Monthly Archives: January 2016

north pano

Southland: North Course Renovation Finally On Tap For Torrey

north pano

After three years of discussion and preparation, the North Course at Torrey Pines is finally having its date with a bulldozer in 2016.

The renovation is set to begin days after the Farmers Insurance Open and is slated to take six months to complete.

Tom Weiskopf, a PGA Tour veteran who had his first tour win at Torrey in 1968, and his design group are set to execute the redesign plan originally awarded to Phil Mickelson. City of San Diego Golf Operations Manager Mark Marney says the core concepts of the plan remain intact with only subtle differences in Weiskopf’s execution as opposed to Mickelson’s.

“There were core things we wanted to have and then it came down to what we could afford,” Marney said of a project that’s tabbed to between $12.6 million.

The core objectives are: Rebuilt, enlarged and re-contoured greens; new greenside and fairway bunkers; a cart path system; and a new irrigation and pumping system.

Players shouldn’t find the course tougher, Marney said, and some will find it more accessible.

“The course isn’t getting any longer, and we’re rebuilding a few tee boxes and adding an extra set of forward tees,” he said.

north3green

Increases in difficulty and cost have been the primary concerns expressed by locals, some of whom play up to 150 rounds a year at Torrey.

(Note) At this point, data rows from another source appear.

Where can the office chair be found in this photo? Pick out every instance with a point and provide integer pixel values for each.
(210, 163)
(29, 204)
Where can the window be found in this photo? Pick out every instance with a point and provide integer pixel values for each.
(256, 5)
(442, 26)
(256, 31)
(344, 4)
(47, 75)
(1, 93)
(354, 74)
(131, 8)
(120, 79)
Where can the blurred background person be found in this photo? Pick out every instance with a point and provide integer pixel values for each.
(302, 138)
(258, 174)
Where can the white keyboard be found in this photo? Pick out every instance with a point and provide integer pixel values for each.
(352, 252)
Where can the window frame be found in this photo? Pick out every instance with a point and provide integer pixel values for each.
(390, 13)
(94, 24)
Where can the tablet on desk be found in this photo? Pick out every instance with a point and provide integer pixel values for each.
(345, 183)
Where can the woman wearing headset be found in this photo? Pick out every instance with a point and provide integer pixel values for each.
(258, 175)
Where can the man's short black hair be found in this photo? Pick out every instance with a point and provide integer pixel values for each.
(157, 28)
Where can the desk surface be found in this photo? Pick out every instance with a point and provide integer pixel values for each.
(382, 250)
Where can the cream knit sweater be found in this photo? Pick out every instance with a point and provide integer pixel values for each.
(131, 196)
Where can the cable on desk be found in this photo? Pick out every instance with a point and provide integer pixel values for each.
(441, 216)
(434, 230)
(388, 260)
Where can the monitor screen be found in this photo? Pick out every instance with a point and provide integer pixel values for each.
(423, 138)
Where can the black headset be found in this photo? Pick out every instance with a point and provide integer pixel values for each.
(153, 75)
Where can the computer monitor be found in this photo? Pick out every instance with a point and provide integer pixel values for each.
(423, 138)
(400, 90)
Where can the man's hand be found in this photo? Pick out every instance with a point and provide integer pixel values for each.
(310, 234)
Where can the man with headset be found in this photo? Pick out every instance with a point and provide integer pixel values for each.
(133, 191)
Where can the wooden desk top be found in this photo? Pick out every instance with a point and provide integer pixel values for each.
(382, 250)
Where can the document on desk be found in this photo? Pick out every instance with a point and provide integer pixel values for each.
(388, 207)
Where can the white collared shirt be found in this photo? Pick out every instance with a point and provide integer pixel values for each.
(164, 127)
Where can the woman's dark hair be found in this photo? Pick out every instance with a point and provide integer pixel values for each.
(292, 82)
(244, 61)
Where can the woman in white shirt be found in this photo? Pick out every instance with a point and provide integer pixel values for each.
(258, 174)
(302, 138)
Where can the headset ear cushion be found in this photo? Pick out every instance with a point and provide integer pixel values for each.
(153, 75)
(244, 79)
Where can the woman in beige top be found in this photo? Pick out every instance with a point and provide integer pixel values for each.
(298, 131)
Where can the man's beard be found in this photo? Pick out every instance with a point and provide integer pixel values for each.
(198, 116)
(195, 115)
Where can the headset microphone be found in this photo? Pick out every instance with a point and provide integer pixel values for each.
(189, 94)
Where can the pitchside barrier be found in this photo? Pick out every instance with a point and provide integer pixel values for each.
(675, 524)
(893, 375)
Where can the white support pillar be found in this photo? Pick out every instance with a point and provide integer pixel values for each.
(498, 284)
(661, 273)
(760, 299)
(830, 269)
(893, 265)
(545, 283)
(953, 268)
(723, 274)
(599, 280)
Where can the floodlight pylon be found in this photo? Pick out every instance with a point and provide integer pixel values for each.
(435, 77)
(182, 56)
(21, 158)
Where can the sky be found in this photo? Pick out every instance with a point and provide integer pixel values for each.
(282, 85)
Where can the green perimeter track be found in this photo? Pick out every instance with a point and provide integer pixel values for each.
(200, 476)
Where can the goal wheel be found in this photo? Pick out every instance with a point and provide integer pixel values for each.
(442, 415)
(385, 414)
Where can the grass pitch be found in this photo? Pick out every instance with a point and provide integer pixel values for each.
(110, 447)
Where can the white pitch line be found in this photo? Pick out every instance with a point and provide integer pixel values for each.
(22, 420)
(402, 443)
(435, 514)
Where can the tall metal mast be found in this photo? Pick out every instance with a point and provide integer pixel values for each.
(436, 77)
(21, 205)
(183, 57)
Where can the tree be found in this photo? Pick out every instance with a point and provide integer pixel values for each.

For them, the North is reprieve from the challenges of the tougher South Course, site of the 2008 and 2021 U.S. Opens.

“For a lot of them, it’d be pretty brutal to play the South all the time,” he said. “The North is a little more forgiving and we have players who prefer that.”

Marney said Torrey hasn’t raised its rates in five years and any future in case won’t be tied to the construction costs.

The North hosts between 80,000 and 85,000 a year – nearly 20,000 more than the South – and Marney said was long overdue for an update of the original William Bell design.

Amateur and professional players will benefit, Marney said, as the North is used during the first two days of the Farmers Insurance Open. During the tournament, the North on average plays three strokes easier than the South, a gap Marney said the new North course will be able to close if tournament officials choose.

“They’ll have an opportunity to pick some pin positions that will make it as tough as they want to make it,” he said. “But I’m not sure Tour players want us to close that gap. They like having the chance to go over to the North and shoot something lower and make hay when the sun shines.”

north no. 1

As much of their play, Marney is look forward the Tour players’ reviews of the new North at the Farmers in 2017. Lots of dirt and sand will be moved between now and then – and possibly water. An El Nino winter could hamper construction, but Marney said delaying the project again wasn’t an option.

“Every time we delay, the construction costs increase. If we put it off again, the costs could’ve gone up another 10 percent,” he said. “Next year is uncertain too. We need to plan and be as ready as we can be.”

The project is scheduled to be done months before the 2017 Farmers. That’ll provide time for the course to round into shape, and sodding instead of seeding the greens is being done to expedite the conversion, Marney said.

“That’ll give us a finished green surface sooner but there are some risks involved,” he said. “We’ll have to put in extra work to make sure we don’t get a build up of organic material in the sodded greens, and we’ll have time to fix other construction scars.”

Overall, Marney said after years of delay, Torrey is finally poised to successfully give birth to a new North.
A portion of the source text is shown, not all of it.